[...]
Vega 10 still looses a lot of performance even with minimum tessellation factor - which means that they will push for no or low tessellation again in GE titles.
For games CB writes the following:
Dasselbe Verhalten zeigt sich auch in Spielen. So nutzt Rise of the Tomb Raider keine hohen Tessellation-Faktoren. Während die GeForce GTX 1080 durch das Feature sieben Prozent an Geschwindigkeit verliert, ist es auf der Radeon RX Vega nur ein Prozent. Die Radeon R9 Fury X verliert hohe 18 Prozent, die Radeon RX 580 noch sechs Prozent.
Die HairWorks-Integration in The Witcher 3 nutzt dagegen hohe Tessellation-Faktoren und schon dreht sich das Bild um. Die GeForce GTX 1080 verliert 16 Prozent durch die hübschere Haardarstellung, die Radeon RX Vega 64 höhere 23 Prozent. Radeon R9 Fury X und RX 580 werden gleich um 31 Prozent langsamer.
Tomb Raider:
GTX 1080 looses 7% performance with Tess on.
RX Vega 1%.
Fury X 18%
RX 580 6%
TW3 with Hairworks:
GTX 1080 16%
RX Vega 23%
Fury X and RX 580 both 31%
Quite confusing is the topic around the primitive shader or the new Next-Generation-Geometry fast-path.
According to Computerbase and Golem it's not implemented yet, according to Anandtech (I belive) AMD said it is.
But synthetic tests show no higher throuhput than the classic pipeline can do, so it might be rather not implemented or only for certain applications.
In the white paper AMD mentions a peak rate of 17 primitives vs. the 11 they claimed in the beginning but the native/classic pipeline only achieves 4.
http://radeon.com/_downloads/vega-whitepaper-11.6.17.pdf
In general terms AMD doubled the size of the parameter cache so that might lead to less stalls overall.
Huge wins when using async compute - even compared to Polaris - means that shader core is idling more than it should.
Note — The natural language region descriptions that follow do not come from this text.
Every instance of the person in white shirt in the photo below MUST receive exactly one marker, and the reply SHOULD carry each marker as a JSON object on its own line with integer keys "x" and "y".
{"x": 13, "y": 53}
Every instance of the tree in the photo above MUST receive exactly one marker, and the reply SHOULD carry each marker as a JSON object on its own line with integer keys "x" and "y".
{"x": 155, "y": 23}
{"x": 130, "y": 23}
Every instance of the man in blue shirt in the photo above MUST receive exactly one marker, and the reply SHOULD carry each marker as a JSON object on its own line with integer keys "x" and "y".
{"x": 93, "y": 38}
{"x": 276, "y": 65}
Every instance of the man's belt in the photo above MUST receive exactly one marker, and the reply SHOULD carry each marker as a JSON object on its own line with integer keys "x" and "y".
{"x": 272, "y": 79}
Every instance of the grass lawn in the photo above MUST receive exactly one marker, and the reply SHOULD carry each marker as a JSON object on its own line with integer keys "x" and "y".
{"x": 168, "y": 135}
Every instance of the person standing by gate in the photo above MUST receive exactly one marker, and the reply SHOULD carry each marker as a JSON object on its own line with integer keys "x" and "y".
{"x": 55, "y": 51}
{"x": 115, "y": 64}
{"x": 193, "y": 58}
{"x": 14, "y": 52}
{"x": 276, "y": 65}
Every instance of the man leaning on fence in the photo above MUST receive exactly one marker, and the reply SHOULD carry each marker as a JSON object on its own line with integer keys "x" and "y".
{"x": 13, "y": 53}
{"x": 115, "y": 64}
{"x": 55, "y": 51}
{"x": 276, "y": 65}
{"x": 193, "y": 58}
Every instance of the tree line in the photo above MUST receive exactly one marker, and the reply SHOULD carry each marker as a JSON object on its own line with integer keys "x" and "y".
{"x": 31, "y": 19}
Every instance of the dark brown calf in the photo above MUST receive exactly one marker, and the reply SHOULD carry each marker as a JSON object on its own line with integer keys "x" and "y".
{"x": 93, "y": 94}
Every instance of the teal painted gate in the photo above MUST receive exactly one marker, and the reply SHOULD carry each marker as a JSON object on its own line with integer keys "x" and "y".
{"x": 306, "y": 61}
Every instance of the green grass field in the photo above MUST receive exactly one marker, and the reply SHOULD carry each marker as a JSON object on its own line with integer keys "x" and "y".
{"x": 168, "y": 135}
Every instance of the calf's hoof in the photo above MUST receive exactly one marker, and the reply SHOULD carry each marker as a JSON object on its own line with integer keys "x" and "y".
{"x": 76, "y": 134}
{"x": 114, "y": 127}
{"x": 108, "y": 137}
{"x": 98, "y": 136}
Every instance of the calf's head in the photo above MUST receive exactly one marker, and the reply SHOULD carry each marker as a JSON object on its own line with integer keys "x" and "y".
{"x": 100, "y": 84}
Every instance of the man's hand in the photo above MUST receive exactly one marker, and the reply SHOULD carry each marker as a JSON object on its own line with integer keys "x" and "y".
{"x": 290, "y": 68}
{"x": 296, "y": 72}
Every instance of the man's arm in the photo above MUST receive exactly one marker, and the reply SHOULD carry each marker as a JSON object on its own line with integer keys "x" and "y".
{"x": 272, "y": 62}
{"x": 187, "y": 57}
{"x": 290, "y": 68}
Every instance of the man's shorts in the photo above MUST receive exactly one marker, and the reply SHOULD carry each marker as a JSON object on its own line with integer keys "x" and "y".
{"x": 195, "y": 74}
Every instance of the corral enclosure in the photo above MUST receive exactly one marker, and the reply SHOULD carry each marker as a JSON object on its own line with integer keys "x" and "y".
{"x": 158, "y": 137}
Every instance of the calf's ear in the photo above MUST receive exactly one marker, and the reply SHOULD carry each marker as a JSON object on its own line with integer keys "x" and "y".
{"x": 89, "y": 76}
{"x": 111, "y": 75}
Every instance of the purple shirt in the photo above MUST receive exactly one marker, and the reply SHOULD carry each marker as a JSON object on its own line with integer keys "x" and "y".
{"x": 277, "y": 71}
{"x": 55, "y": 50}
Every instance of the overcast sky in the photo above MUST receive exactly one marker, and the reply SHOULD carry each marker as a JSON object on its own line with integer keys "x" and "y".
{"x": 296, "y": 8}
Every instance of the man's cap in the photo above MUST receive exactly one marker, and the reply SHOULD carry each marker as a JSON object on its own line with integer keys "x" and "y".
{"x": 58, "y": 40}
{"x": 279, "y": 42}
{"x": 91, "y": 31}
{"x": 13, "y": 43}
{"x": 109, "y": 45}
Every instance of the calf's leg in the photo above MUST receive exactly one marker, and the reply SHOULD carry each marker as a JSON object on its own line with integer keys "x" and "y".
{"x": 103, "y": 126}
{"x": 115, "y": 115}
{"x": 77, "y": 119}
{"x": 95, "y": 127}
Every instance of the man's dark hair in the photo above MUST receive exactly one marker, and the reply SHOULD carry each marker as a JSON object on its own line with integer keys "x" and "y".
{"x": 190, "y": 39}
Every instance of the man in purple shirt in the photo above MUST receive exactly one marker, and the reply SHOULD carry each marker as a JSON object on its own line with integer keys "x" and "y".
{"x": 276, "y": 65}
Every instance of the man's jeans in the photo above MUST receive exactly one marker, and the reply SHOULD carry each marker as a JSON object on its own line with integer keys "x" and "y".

Seems to be even bigger than these of Fiji which is really surprising.
Ashes of the Singularity is not fully deterministic.
I wouldn't use it for precise claims because the results vary too much.
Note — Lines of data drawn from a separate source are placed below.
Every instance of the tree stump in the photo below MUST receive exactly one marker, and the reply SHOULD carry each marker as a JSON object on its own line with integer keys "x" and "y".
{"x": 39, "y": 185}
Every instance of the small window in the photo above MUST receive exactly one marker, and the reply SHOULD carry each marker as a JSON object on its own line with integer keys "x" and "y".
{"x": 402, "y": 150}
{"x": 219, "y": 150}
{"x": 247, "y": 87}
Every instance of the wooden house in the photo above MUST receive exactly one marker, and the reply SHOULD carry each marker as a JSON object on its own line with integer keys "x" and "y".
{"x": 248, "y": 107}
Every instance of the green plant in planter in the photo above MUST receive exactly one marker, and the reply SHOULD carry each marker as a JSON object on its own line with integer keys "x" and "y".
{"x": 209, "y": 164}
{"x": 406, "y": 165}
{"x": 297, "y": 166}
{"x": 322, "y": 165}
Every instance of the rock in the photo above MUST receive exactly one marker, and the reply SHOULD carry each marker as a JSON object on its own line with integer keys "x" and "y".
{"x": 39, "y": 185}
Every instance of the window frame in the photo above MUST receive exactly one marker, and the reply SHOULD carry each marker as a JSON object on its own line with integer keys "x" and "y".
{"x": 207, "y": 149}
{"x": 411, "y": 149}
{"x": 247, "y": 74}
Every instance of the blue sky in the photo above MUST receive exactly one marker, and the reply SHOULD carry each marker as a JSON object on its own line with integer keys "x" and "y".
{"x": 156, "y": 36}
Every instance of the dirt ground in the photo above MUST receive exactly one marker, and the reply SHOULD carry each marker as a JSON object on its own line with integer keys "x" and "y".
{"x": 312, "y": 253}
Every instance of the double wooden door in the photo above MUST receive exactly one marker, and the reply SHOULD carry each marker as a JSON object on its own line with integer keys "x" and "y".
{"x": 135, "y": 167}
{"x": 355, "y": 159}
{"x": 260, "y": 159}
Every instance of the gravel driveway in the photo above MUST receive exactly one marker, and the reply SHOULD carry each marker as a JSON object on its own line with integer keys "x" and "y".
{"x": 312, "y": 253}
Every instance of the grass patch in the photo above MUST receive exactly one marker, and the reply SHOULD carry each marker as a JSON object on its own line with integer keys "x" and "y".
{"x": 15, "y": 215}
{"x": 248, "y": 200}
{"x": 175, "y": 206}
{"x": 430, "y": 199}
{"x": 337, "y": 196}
On the next page is Gears of War 4 with Async Compute.
There Vega profits around 7%, RX 580 also around 7% and the Fury X about 10%.
All IPC improvements in NCU went into 16/8-bit packed math apparently. I'm not even sure that this counts as an IPC improvement actually.
Well it increases the instructions per clock cycles but it's quite misleading when you think in more general terms.
In the beginning one AMD architect said they increased the instruction buffers but in most cases that's probably just a minor perf bonus, AMD already increased the instruction buffers with Polaris and per clock we didn't saw huge improvements.
Effective bandwidth went down somewhat - but what's more important is that this isn't compensated by the DCC improvements as can be seen from the results of black texture on Fiji clock/bandwidth.
In general it's good to see that with RX Vega the texel rate seems normal.
Vega FE showed one quarter less throughput than the Fury X, now RX Vega and Fury X are looking the same.
On the effective bandwidth side the RX Vega results are also better than on the Vega FE.
The random texture throuhput (effectivly no compression help) shows 18% better results, with black textures only 4%.
But looking at the RX Vega @ 1.05 Ghz results with overclocked memory for the same 512 GB/s show still huge deficit in comparison to the Fury X.